Kittens by Fenton
The Kittens pattern was advertised in the Butler Bros Catalogs in 1919 (a cup and saucer/plate were pictured).
It is not known why some pieces have 2 sets of three kittens and others have 4 sets of three kittens. Although sometimes called a miniature, since there is no larger version of the pattern it is technically just a ‘small’.
The pattern consists of groups of 3 kittens around a dish of milk.
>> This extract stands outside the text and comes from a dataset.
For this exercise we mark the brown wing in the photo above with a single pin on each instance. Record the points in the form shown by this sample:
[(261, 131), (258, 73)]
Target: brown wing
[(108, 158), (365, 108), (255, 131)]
As stated, some pieces will have 2 groups on opposite sides while others have 4 groups evenly placed around the center.
The shapes are all made from just 2 molds – the bowl and cup.
Utilizing the mold was necessary, so the bowl mold was used for:
-Bowl
- Round (as from the mold, a round, deeper, cereal bowl shape)
- Square (four sides pulled up)
- Ruffled (6 ruffle)
-Plate
- Flat (also used as a saucer for the cup)
- 2 Sides up
-Toothpick [aka Vase] (2 ¾”-3 ¼” tall)
- Pulled up, usually pinched in with four sides
-Spittoon (considered a whimsey shape since there are only a handful known)
- Pinched in with a ‘neck’ and a wide top (one spittoon was found with a note in it, supposedly from the mother of the boy who had it put in his lunchbox at the Fenton factory as a practical joke by fellow workers to imply that he was so young he only needed a teeny tiny spittoon)
The cup mold was obviously used to make the cup used with the saucer in the advertisement in the Butler Bros catalog.
There is now a reported nappy (or pin tray) which was created by pushing the front of a cup down almost flat – definitely considered a whimsey.
This pattern is most frequently found in marigold, it is also found in blue, a scarce amethyst, vaseline with a marigold overlay, aqua, powder blue with a marigold overlay and one white/clear iridized piece.